La importancia de la diadema sobre nuestra cabeza.
Es este lugar el centro de operaciones del cuerpo, desde donde se dirige cada uno de nuestros miembros y sentidos, desde donde comienzan a manifestarse nuestros mas intimos sentimientos, desde donde comienzan a florecer sensaciones que en ocaciones resultan incontrolables probocando grandes desastres, uno de los mas grandes campos de investigación que la ciencia no ha podido aún descubrir, entender y tampoco responder.
Dios es el único capaz de dirigir y controlar nuestro cuerpo, conocedor de cada uno de los rincones de nuestro centro de operaciones, quien mejor para entender este miembro tan complejo y perfecto a su ves, que El Magnifico Creador.

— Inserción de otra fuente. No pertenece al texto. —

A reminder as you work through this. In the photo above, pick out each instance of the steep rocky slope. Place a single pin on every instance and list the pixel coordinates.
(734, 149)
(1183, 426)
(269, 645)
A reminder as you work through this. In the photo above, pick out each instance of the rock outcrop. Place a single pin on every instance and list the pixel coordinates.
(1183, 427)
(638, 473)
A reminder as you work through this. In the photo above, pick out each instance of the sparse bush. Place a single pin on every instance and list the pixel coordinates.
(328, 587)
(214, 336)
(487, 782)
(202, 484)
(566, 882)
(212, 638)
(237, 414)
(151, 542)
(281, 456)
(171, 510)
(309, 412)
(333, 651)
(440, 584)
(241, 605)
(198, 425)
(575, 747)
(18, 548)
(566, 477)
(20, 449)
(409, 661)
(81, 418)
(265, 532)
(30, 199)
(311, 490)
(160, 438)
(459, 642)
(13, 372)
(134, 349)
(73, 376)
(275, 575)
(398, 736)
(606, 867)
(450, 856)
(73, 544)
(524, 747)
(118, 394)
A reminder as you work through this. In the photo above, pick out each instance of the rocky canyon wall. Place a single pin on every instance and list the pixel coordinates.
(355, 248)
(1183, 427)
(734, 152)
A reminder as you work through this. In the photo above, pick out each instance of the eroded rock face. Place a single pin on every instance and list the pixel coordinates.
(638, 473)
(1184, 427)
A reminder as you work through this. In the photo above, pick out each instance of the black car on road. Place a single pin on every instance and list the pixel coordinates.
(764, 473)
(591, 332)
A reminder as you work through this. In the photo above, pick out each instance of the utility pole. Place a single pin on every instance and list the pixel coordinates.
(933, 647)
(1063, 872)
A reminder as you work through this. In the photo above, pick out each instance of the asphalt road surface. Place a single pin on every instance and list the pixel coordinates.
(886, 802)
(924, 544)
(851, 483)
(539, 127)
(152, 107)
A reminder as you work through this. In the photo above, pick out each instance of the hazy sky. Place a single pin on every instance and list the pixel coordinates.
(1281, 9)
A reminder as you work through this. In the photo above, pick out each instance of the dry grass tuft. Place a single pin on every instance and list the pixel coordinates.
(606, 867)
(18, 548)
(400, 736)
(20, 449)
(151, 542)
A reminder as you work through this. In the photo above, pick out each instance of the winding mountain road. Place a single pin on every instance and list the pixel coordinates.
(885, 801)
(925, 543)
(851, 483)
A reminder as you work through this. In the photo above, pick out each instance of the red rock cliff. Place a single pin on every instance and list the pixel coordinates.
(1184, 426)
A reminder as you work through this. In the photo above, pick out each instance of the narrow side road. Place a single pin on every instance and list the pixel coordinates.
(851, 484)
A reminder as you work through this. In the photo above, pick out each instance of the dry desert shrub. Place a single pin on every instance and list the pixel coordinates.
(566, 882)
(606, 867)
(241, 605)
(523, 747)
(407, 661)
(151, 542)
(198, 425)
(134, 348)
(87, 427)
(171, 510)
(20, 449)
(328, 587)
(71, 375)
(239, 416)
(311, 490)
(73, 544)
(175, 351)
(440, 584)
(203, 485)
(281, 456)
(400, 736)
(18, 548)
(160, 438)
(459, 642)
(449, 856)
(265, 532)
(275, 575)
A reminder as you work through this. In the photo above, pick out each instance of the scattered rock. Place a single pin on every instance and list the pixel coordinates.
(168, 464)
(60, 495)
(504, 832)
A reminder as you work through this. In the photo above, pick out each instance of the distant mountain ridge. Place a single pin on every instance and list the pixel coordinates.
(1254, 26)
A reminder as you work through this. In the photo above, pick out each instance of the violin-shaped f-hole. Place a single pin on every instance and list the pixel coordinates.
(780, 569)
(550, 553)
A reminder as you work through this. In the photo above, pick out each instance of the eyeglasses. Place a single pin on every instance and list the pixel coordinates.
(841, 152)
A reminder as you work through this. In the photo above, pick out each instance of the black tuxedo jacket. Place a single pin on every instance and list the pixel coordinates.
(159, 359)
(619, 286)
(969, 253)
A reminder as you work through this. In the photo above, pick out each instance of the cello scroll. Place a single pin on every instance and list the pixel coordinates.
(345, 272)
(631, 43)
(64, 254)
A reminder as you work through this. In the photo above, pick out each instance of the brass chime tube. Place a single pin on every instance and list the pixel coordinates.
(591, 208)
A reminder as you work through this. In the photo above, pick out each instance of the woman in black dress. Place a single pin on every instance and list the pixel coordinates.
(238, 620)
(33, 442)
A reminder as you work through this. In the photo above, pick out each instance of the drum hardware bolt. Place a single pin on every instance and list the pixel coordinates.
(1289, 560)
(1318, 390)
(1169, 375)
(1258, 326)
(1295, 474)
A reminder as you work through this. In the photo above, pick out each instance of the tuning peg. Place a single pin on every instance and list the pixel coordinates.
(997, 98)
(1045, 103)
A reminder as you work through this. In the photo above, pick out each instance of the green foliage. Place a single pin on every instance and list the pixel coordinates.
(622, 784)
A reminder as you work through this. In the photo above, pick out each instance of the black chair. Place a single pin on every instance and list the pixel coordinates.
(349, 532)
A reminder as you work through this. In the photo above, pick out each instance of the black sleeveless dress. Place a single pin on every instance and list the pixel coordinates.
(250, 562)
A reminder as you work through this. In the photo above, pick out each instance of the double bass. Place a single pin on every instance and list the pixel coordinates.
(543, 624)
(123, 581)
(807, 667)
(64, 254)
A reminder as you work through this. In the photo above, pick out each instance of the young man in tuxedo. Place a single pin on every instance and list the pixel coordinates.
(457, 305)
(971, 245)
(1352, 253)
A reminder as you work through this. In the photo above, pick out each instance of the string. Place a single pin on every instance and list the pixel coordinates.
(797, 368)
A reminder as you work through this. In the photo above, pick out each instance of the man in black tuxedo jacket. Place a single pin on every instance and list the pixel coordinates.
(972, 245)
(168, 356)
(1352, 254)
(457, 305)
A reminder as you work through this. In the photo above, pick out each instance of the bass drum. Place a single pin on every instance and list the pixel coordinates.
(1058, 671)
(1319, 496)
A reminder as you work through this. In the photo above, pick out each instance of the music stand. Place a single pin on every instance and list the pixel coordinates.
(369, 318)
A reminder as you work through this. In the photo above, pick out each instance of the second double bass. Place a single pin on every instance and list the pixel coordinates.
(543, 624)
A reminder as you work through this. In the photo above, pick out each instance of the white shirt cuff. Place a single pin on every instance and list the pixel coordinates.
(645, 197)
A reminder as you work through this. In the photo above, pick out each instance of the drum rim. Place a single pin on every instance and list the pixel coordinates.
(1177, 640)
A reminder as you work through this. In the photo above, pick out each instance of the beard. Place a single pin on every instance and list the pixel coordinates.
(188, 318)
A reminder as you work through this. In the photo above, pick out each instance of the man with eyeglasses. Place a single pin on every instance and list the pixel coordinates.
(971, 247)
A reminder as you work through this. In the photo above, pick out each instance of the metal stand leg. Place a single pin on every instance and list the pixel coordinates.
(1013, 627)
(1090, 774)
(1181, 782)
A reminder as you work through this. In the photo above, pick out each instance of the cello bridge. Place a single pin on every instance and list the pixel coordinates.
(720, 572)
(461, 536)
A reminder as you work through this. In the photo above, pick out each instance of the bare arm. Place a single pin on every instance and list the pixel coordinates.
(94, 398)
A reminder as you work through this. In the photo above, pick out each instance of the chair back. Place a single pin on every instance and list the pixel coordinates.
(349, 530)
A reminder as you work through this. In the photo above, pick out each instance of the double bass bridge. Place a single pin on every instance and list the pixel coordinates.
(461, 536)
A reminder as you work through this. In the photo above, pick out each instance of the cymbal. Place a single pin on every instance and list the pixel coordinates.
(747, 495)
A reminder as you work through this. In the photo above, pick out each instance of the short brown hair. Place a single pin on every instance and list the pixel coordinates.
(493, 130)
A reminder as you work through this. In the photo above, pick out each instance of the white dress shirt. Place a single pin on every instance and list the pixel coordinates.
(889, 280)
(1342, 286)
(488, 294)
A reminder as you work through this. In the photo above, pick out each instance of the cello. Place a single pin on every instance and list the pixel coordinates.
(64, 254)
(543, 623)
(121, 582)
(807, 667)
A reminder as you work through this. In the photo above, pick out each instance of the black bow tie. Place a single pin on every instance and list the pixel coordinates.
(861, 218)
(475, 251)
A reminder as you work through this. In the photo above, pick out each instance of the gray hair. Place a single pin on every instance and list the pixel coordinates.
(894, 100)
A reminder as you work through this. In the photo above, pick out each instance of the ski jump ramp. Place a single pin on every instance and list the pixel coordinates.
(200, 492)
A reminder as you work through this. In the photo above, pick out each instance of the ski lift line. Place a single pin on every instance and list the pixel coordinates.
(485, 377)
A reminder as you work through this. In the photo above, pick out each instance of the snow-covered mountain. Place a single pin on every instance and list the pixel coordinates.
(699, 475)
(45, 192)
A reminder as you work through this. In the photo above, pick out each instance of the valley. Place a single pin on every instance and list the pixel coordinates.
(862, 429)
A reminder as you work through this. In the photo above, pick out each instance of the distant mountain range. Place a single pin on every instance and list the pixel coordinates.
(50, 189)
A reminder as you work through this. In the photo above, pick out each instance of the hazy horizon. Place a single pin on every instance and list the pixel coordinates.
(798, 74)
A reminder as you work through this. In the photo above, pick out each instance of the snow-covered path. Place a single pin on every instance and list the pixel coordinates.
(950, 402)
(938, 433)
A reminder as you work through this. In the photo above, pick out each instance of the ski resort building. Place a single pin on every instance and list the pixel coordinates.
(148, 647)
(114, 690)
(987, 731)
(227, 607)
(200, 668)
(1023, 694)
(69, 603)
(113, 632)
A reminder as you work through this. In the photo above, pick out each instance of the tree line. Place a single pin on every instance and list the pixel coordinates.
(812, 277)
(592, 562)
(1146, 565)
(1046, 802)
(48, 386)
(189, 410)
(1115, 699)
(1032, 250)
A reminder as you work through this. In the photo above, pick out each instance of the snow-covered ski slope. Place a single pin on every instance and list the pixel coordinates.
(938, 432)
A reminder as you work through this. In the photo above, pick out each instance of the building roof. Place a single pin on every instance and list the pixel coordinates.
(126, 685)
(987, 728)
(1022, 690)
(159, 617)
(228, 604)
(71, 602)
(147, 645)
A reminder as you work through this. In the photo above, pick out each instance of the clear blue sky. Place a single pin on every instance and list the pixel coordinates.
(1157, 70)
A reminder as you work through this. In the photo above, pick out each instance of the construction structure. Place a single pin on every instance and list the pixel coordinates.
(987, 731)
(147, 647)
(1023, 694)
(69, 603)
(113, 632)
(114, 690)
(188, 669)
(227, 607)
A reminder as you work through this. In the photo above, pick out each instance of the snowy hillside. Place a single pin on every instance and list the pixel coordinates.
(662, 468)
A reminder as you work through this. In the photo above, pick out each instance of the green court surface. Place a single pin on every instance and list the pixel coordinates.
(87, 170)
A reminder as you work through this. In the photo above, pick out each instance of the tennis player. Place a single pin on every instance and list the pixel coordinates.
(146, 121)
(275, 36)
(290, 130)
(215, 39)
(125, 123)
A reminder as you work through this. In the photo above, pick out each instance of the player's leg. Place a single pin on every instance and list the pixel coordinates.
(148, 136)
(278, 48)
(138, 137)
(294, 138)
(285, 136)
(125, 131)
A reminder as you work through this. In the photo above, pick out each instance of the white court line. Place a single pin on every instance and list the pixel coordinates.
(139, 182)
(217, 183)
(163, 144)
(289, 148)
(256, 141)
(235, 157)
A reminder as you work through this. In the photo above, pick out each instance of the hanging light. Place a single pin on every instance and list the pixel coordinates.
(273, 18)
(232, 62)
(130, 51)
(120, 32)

La razón por la cual la diadema se encuentra sobre nuestra cabeza, es para demostrar la constante permanencia de Dios sobre nosotros, su absoluta soberanía, control y cobertura, para que su salvación se encienda como antorcha, así hara brotar justicia y Alabanza delante de todas las naciones, IS 61:10 .
Para gozo en gran manera porque nos vistió con vestiduras de salvación, nos rodeó de manto de justicia, como a novio me atavió, y como a novia adornada con sus joyas. Porque como la tierra produce su renuevo, y como el huerto hace brotar su semilla, así Jehová el Señor hará brotar justicia y alabanza delante de todas las naciones.
Es la manera en que Dios nos muestra que no estamos desamparados ni desolados, como por amor a nosotros no calla ni descansa, por lo que llevamos un nombre nuevo sobre nosotros para su gloria, de esta manera somos corona y diadema del reino en su mano. Is 62.
La permanecia del espíritu Santo sobre los que Dios necesita para realizar su obra.
Toda esta gran labor es realiza por el Espíritu Santo, representado en la diadema santa, el cual se encuentra sobre nuestra cabeza dirigiendo todo nuestro ser, a manera de freno en un caballo, para dirigir cada uno de nuestros movimientos.
Sujeta a la frente se encuentra, trabajando hacia el interior y exterior. Llevando sobre nostros la hermosura de su Realeza y La Autoridad de su Santidad, recordando el pacto perpetuo, que llevamos por ser sus sacerdotes, para ser conocidos entre las naciones, para testimonio a ellos, y reconocerán que somos linaje bendito de Jehová.
Cada vez que el hombre ha caminado de la mano de Dios su vida ha sido fructifera. Es por eso que necesitamos ser dirigidos por él para que nuestras vidas y las de quienes nos rodean lleven mucho fruto.